Configuration Methods

1. Docker Compose Deploy Options

GPU memory limits are set in docker-compose.prod.yml under deploy.resources.reservations.devices:

services:
  ai-llm:
    deploy:
      resources:
        reservations:
          devices:
            - driver: nvidia
              count: 1
              capabilities: [gpu]
              options:
                memory: 24g # GPU memory limit for this container

The options.memory field specifies the maximum GPU memory available to the container.

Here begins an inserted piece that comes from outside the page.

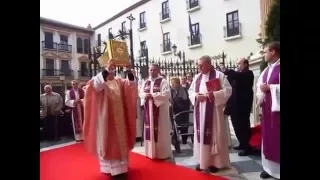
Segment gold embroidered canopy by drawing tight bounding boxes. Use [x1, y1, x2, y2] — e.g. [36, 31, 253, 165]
[98, 40, 130, 67]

2. PyTorch Memory Allocator Configuration

PyTorch's CUDA allocator is configured via environment variable to reduce fragmentation:

environment:
  - PYTORCH_CUDA_ALLOC_CONF=max_split_size_mb:512

This setting:

  • Limits maximum allocation block size to 512 MB
  • Reduces memory fragmentation under concurrent loads
  • Helps prevent "out of memory" errors when models load incrementally

Service Memory Allocations

All GPU-enabled services have memory limits configured. Here are the recommended allocations based on model sizes:

Service Model(s) Memory Limit GPU Notes
ai-llm Nemotron-3-Nano-30B (Q4_K_M) 24G 0 Large LLM requires dedicated high-VRAM GPU
ai-yolo26 YOLO26 2G Any Object detection, runs frequently
ai-yolo26 YOLO26 TensorRT 1.5G 1 Optional TensorRT-optimized variant
ai-florence Florence-2-Large 2G 1 Vision-language dense captioning
ai-clip CLIP ViT-L 1.5G 1 Entity re-identification embeddings
ai-enrichment-light Pose, Threat, ReID, Pet, Depth (~1.2GB) 2G 1 Light-weight models, efficient inference
ai-enrichment Vehicle, Fashion, Demographics (~4.3GB) 3G 1 Large transformer models with lazy load
backend FastAPI application 2G Any GPU for inference acceleration

Memory Management Best Practices

1. Monitor GPU Memory Usage

Use nvidia-smi to monitor real-time GPU memory:

# Real-time monitoring
watch -n 1 nvidia-smi

# Single snapshot
nvidia-smi --query-gpu=index,name,memory.total,memory.used,memory.free \
  --format=csv,noheader,nounits

2. Troubleshooting

Container crashes with CUDA Out of Memory: Check current GPU memory with nvidia-smi and increase memory limit in docker-compose.prod.yml.